In a huge win for doctors and the healthcare sector at large, a recent order handed down by the Gauteng North High Court declared sections 36 to 40 of the National Health Act unconstitutional. These sections relate to certificates of need (CON) which force doctors to apply for permission before they can open a practice in an area.
The High Court referred these sections to the Constitutional Court for consideration. If the Constitutional Court confirms the High Court’s order, those sections will be declared unconstitutional and unenforceable.
Given the latest developments, the DA has written to the ANC chairperson of the parliamentary portfolio committee on health, Dr Kenneth Leonard Jacobs, to urge him to pause all further deliberations on the National Health Insurance (NHI) Bill until the Constitutional Court has finally decided upon the matter. Once the Court has decided, the committee can then proceed accordingly.
The NHI Bill relies heavily on these CONs in order to force doctors to work in appalling hospital conditions, without working equipment or adequate supplies. These CONs are a fundamental and core part of the NHI and now that these sections have been provisionally declared unconstitutional, it raises uncertainty as to how the ANC can possibly proceed with it at this time.

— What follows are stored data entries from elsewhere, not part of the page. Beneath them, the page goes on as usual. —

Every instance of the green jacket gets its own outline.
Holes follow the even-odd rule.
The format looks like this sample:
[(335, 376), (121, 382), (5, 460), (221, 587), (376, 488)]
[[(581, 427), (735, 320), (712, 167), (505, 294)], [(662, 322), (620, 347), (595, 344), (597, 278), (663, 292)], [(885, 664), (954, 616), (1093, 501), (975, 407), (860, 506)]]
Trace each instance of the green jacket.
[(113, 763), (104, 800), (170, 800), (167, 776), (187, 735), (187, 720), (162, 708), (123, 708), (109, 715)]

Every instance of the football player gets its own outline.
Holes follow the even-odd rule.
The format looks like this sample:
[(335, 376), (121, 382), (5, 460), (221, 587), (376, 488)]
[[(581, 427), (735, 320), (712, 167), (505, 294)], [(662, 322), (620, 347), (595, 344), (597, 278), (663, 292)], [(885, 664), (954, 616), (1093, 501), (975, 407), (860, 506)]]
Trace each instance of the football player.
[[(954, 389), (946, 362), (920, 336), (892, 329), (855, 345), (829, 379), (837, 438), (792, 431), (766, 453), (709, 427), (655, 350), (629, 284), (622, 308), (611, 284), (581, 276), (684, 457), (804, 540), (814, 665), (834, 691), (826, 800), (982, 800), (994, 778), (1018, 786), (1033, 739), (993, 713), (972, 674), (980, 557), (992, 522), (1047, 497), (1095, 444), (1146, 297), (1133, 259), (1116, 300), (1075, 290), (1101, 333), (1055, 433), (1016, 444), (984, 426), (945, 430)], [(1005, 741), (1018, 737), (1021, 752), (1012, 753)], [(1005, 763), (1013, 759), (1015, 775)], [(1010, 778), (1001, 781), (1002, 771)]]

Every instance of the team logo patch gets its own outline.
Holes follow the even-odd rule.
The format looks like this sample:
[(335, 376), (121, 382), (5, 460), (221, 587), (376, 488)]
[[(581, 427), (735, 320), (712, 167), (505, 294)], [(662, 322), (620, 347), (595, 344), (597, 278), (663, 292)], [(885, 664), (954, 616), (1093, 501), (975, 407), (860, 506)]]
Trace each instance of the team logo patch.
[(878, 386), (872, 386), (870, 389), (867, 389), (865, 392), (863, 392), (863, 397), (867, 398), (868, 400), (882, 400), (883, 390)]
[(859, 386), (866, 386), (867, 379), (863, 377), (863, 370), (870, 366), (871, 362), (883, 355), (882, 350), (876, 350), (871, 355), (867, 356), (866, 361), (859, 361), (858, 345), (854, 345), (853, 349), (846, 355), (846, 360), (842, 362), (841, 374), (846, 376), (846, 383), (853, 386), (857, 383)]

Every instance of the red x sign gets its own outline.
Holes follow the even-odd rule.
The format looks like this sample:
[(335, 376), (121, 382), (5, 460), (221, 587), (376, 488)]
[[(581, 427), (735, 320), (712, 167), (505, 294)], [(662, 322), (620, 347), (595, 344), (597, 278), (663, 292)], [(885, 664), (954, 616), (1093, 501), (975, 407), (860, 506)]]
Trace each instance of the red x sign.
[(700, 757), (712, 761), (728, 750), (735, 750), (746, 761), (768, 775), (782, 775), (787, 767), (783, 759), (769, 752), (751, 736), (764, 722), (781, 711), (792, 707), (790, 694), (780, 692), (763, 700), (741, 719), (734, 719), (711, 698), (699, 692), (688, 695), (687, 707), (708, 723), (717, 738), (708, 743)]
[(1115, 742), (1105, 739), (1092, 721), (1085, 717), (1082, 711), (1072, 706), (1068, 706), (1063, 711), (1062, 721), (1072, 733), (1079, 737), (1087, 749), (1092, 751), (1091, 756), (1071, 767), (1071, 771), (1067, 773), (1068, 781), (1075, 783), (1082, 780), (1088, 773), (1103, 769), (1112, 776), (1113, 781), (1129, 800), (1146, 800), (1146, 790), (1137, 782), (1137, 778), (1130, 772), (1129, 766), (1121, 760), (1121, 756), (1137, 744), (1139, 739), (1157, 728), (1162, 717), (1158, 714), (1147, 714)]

The DA, together with the majority of healthcare NGOs, have always opposed the NHI in its current, dangerous format. It is also no secret that the ANC has been pushing this Bill through Parliament with its majority, despite objections from every corner.
The DA’s request for a pause is more than reasonable given the implications should the CONs be confirmed as unconstitutional. The ANC’s refusal of our reasonable request will be a clear indication that they intend to ignore the Constitution, just as they were found to have done in the State Capture Reports. It will also prove beyond a shadow of a doubt that the NHI Bill is nothing more than another tool to grab at power, just like had been done during the Covid-19 lockdowns.